In my twenties I made several visits, staying for six or seven weeks each time. This was when I really fell for the city, for its history, museums, the mighty Thames River, the markets, opera and theater and the wonderful parks. I had a brief infatuation with an English girl, wandered the city on foot for days and sat on a stage just feet behind the great cello player, Pablo Casals. The house had oversold tickets and as a result put a row of chairs on stage immediately behind Casals. I doubt many ever got to see the great master perform from behind at a distance of about six feet. I rented a car and somehow managed to drive out of the center of the city, for the first time ever driving on the left and toured past Stonehenge and on into Wales. There is history around every corner in Britain and especially London. I later made trips with my wife right after we were married and again with our eight-year-old.
I loved riding the tube, accessing the trains via those old elevators that dropped like stones with rattling noises as though Lucifer were shaking his chains. I grew enamored of the long, wooden escalators that carried us down into the depths. The sounds of screeching trains and the whoosh of air at any train station today still evoke those early memories from decades ago.

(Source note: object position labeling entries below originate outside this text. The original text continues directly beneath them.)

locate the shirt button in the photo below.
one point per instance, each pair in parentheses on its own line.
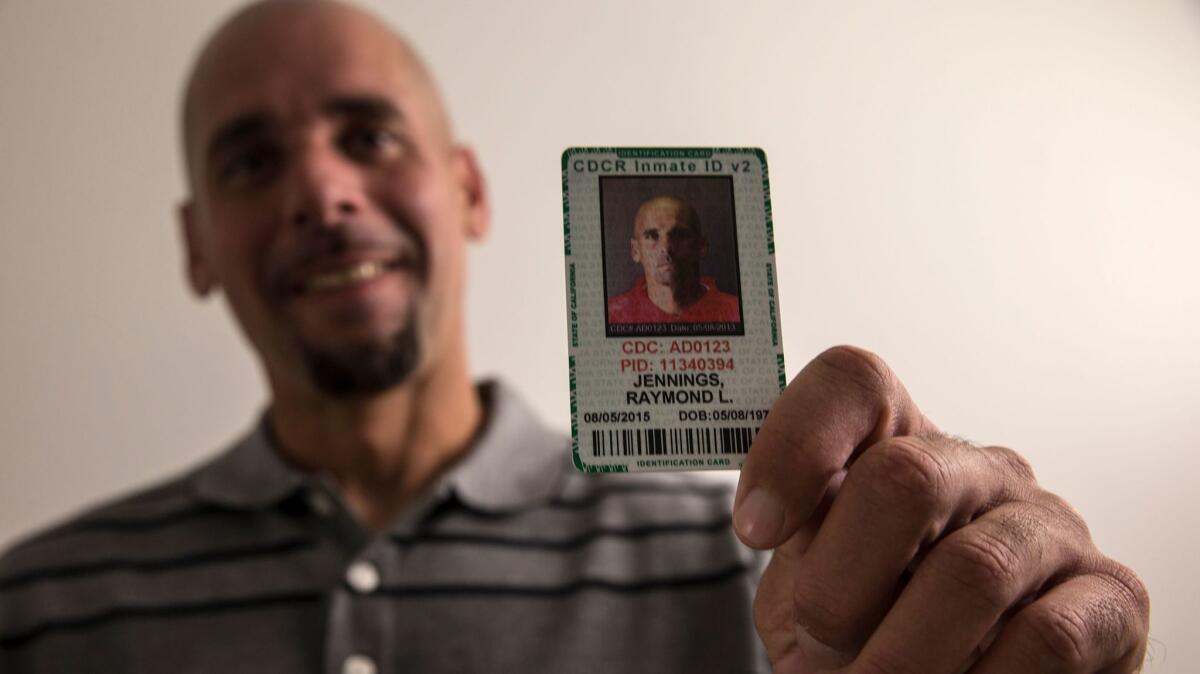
(321,503)
(363,576)
(358,665)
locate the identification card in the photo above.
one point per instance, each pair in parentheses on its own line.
(672,306)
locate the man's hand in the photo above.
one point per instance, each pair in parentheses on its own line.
(900,549)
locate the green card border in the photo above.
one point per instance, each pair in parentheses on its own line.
(573,317)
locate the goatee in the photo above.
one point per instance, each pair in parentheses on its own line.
(365,369)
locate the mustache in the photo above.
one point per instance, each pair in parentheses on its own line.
(396,248)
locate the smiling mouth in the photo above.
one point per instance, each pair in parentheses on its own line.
(346,276)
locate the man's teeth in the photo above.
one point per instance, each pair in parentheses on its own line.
(340,278)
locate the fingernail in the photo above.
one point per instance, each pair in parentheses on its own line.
(759,518)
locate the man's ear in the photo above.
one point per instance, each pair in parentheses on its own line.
(471,179)
(199,277)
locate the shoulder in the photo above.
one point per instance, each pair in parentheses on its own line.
(162,500)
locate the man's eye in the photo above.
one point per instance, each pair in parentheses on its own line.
(249,168)
(369,143)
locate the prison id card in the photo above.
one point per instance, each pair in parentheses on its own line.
(672,306)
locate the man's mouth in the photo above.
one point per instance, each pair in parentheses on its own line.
(342,277)
(345,276)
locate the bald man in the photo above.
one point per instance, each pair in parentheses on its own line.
(667,242)
(388,515)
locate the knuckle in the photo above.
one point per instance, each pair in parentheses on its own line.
(984,561)
(1132,593)
(861,366)
(1063,512)
(905,470)
(887,663)
(823,617)
(1059,635)
(1013,463)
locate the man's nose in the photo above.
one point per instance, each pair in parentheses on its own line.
(324,191)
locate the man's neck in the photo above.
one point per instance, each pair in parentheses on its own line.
(383,450)
(675,299)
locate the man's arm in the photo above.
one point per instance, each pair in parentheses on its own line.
(901,549)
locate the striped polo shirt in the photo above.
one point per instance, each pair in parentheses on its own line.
(511,561)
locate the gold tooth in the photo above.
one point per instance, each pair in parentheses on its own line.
(331,280)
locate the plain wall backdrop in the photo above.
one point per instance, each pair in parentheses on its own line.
(1000,198)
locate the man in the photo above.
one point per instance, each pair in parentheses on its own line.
(389,516)
(669,245)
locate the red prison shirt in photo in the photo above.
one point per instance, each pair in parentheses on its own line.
(636,306)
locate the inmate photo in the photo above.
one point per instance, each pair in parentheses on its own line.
(670,256)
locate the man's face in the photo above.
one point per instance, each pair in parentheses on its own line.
(666,245)
(328,200)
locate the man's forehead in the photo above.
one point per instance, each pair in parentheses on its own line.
(279,53)
(660,214)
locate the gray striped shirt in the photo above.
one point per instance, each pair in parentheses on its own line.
(510,563)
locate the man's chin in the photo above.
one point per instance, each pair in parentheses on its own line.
(364,367)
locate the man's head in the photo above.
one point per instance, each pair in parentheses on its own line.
(328,198)
(667,242)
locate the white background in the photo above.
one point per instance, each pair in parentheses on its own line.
(1000,198)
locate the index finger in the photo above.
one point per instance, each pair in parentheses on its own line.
(844,399)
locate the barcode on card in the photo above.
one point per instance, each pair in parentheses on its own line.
(665,441)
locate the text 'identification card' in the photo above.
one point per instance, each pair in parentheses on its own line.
(672,306)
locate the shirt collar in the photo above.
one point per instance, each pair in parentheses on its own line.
(515,462)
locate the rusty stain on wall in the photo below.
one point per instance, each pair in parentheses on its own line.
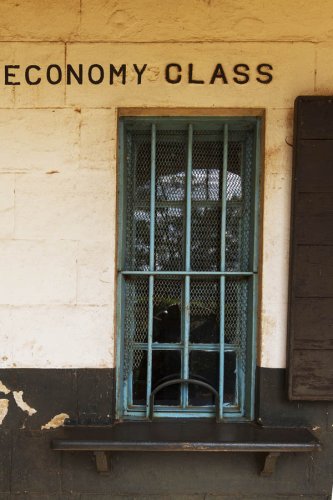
(3,388)
(56,421)
(3,409)
(18,396)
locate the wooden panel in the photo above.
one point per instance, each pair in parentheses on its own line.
(313,218)
(310,323)
(313,271)
(313,374)
(315,117)
(315,166)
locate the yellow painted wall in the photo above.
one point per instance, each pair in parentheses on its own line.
(58,150)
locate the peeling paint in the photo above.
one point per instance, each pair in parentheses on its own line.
(56,421)
(18,396)
(3,388)
(3,409)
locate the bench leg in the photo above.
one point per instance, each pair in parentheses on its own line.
(269,464)
(102,462)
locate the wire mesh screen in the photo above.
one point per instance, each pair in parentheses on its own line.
(205,311)
(136,320)
(236,316)
(175,295)
(238,202)
(138,160)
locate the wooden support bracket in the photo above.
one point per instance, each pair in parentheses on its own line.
(102,462)
(269,464)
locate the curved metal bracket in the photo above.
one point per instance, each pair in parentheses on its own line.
(184,381)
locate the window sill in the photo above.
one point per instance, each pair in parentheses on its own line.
(185,435)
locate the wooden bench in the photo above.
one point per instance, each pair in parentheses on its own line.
(185,435)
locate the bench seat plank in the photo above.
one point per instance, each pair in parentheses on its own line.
(186,436)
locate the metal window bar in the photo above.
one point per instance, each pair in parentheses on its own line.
(151,274)
(151,261)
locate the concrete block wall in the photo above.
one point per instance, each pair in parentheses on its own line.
(58,152)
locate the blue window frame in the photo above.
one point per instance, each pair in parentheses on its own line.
(187,265)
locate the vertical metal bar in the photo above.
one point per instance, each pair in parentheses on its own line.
(120,265)
(187,298)
(151,263)
(254,302)
(223,259)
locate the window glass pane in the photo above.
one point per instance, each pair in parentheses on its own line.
(137,158)
(171,161)
(169,238)
(167,310)
(230,378)
(240,165)
(166,366)
(204,366)
(136,310)
(205,238)
(139,377)
(205,311)
(207,163)
(236,299)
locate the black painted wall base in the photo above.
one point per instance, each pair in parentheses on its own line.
(30,469)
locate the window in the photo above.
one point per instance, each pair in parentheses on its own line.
(187,265)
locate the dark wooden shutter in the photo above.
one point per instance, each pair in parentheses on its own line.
(311,265)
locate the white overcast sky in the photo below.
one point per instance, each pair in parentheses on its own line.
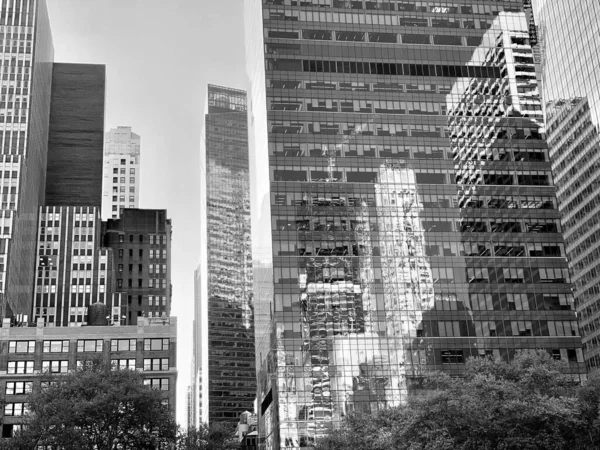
(160,55)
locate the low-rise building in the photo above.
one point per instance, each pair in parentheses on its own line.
(27,352)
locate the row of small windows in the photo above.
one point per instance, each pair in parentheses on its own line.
(426,200)
(402,5)
(366,175)
(87,345)
(152,283)
(382,68)
(369,128)
(374,37)
(62,366)
(123,171)
(122,180)
(359,86)
(445,21)
(402,151)
(429,224)
(153,239)
(153,253)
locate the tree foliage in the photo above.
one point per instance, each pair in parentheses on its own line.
(214,437)
(529,404)
(96,407)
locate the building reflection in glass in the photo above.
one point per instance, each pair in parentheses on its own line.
(411,209)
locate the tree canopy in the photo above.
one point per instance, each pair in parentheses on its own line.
(530,403)
(96,407)
(216,437)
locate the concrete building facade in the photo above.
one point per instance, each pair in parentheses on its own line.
(121,176)
(28,352)
(225,339)
(75,142)
(24,117)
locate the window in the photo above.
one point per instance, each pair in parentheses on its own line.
(18,387)
(89,345)
(156,364)
(55,366)
(21,347)
(56,346)
(122,345)
(20,367)
(15,409)
(156,344)
(162,384)
(123,364)
(452,357)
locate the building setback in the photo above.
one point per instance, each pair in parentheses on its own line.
(73,269)
(403,199)
(25,353)
(121,172)
(226,322)
(141,244)
(26,68)
(571,94)
(75,142)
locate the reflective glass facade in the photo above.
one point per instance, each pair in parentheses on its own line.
(227,381)
(570,47)
(404,203)
(26,66)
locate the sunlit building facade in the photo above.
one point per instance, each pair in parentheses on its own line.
(571,90)
(121,172)
(225,335)
(26,66)
(403,201)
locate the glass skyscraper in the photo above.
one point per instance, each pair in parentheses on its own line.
(225,336)
(570,49)
(402,199)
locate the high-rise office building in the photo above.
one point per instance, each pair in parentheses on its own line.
(225,272)
(150,347)
(26,67)
(121,177)
(141,243)
(75,143)
(402,198)
(74,271)
(570,47)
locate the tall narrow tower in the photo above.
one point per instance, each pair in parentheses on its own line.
(26,67)
(224,298)
(403,200)
(121,174)
(571,81)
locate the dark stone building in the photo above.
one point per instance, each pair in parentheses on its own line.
(141,243)
(76,137)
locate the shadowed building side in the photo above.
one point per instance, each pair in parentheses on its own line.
(76,137)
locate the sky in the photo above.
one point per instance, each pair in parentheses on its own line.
(159,56)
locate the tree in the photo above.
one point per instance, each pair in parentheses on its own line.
(531,403)
(214,437)
(96,407)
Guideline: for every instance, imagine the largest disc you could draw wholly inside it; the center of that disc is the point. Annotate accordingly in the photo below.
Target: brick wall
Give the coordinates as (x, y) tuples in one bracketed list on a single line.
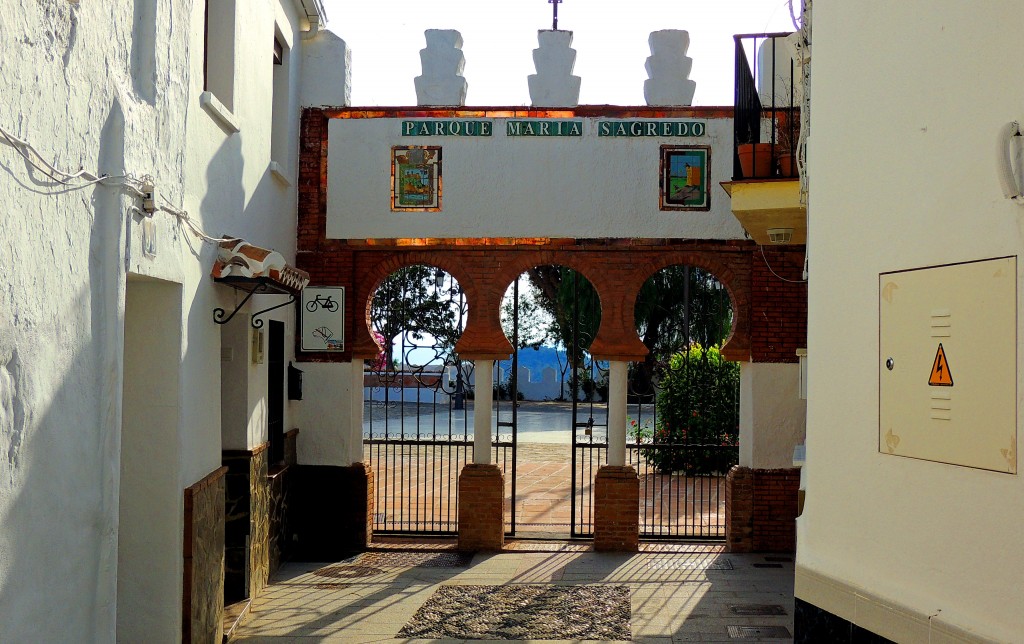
[(778, 304), (616, 509), (481, 508), (761, 510)]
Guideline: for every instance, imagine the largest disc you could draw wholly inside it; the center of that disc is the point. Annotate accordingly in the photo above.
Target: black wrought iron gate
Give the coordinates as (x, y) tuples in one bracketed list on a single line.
[(419, 400)]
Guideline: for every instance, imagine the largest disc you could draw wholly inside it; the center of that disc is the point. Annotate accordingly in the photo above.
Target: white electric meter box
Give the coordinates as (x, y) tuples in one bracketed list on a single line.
[(947, 373)]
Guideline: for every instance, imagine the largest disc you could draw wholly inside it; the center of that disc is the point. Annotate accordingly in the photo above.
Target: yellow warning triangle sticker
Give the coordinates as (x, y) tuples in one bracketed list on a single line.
[(940, 371)]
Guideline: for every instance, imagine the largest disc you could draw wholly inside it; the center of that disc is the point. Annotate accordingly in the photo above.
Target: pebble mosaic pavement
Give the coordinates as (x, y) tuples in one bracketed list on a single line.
[(532, 591)]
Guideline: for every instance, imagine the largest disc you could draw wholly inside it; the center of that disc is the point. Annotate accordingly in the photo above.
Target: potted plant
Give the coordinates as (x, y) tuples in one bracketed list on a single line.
[(787, 135), (755, 160)]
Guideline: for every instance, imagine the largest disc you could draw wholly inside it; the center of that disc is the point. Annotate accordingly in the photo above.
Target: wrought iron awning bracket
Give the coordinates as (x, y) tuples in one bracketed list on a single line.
[(258, 324), (220, 316)]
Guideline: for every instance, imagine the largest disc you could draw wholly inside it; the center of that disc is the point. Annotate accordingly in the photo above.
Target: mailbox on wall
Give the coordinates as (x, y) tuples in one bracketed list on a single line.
[(947, 363)]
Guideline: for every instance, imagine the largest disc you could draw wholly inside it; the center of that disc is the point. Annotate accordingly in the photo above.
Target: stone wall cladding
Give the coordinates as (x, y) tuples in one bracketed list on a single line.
[(238, 489), (761, 509), (247, 552), (616, 509), (281, 482), (767, 330), (203, 590), (259, 521), (481, 508), (778, 308)]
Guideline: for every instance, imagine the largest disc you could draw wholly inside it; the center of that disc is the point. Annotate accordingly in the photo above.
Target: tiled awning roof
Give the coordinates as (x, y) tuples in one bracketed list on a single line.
[(241, 263)]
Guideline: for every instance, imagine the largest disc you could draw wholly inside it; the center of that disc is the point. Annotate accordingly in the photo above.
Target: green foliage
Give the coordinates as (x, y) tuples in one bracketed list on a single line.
[(697, 405), (677, 307), (418, 301), (571, 302)]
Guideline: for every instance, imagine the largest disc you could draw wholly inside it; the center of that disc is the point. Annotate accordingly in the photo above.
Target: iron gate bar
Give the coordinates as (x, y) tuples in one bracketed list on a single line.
[(420, 451)]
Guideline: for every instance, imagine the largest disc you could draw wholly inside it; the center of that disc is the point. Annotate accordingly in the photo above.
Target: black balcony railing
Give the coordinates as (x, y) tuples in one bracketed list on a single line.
[(767, 114)]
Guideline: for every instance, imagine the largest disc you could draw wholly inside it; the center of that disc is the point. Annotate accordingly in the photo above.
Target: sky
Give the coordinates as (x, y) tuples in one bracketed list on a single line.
[(610, 40)]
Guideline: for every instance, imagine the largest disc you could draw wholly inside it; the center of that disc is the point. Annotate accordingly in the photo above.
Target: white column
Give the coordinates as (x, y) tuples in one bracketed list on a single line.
[(483, 402), (617, 377), (355, 413)]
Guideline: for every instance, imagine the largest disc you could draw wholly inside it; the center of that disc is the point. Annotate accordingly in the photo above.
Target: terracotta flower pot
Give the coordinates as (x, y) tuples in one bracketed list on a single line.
[(755, 160)]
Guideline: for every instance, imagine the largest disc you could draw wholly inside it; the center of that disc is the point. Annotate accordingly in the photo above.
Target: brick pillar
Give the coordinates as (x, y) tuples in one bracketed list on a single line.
[(481, 508), (363, 517), (739, 509), (775, 502), (616, 509)]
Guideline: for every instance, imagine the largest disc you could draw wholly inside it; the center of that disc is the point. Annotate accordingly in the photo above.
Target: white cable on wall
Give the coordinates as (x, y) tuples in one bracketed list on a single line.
[(83, 178)]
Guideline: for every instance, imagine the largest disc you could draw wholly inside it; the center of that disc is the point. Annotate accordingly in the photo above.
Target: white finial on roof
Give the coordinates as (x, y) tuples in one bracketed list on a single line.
[(554, 85), (441, 82), (669, 70)]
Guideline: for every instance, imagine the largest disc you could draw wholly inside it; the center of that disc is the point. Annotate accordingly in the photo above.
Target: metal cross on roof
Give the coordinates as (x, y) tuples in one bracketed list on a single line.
[(554, 22)]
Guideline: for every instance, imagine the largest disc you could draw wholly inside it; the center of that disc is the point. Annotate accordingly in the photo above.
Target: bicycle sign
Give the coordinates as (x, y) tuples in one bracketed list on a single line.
[(323, 318), (323, 301)]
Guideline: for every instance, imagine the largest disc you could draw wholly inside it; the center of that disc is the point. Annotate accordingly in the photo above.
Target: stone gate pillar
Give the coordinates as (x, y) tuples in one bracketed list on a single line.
[(481, 483), (616, 486)]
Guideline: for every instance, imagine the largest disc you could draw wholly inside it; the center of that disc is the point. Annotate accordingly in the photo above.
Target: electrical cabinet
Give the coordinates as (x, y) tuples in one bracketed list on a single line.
[(947, 363)]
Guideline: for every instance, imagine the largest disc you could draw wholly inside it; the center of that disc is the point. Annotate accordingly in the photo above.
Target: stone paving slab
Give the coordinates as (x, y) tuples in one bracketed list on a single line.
[(678, 597)]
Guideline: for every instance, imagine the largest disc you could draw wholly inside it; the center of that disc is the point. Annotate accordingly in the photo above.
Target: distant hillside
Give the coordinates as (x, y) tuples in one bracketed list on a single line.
[(537, 359)]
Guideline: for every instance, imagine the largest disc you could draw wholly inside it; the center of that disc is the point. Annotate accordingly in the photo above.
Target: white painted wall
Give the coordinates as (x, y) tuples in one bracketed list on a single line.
[(771, 414), (325, 415), (150, 535), (906, 110), (501, 186), (90, 93)]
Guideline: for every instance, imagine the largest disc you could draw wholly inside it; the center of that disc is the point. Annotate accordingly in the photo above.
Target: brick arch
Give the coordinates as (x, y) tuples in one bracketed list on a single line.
[(733, 271), (364, 345), (523, 261)]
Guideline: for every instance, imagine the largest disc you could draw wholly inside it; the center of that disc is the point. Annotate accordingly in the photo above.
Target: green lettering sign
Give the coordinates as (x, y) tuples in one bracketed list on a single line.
[(546, 127), (663, 129), (459, 127)]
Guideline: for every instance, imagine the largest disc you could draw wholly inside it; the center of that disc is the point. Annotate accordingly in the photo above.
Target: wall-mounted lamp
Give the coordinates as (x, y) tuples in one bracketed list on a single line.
[(1010, 155)]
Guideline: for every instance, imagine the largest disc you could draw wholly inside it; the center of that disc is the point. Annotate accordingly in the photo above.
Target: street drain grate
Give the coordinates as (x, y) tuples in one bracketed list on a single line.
[(347, 571), (755, 633), (690, 564), (399, 559), (332, 586), (757, 609)]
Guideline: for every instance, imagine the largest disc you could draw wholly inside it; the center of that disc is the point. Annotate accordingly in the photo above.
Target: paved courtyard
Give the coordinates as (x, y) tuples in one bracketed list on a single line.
[(532, 591)]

I love a mysterious underground and have exploited this in many of my books: the ice tunnels of Greenland, the volcanic tubes of Iceland, the mysterious passageways beneath an ancient African hillside or a Buddhist monastery in central China. It's a funny sort of fixation, especially given my mother's claustrophobia, which I saw her deal with on many occasions. We once lined up to take a tour into the Lascaux Caverns in France to see the ancient cave paintings. My mother didn't make it past the first quirky turn into the depths, and she sent me on by myself. Given her interest in history and archaeology, which she used as the basis for a series of mysteries she published, it always surprised me she still loved to write about places she could never visit.
Whether it's spies, vampires, aliens or serial killers, writers seem enamored of long underground chases through dark, forbidding tunnels. One has to admit, it's a wonderful environment for suspense, though sometimes the reader must be willing to suspend his disbelief. I always marvel at those many police procedurals on TV, where some beautiful, lone woman is chased down long corridors, often in a big city hospital that is, miraculously, utterly deserted. When have you ever visited a big city hospital, even in the middle of the night, that wasn't full of people?
I've written books that take place during WW II, 10,000 years in the past, in ancient Egypt and Victorian London. Alas, I am unable to visit these times. I would definitely visit ancient Egypt if I could figure out a way to do it. The same is true of London during the Blitz and Africa when it was still largely unspoiled.
But that's why people write books: to transport themselves. Is it possible to have a sense of place for a place and time that no longer exist? I think so.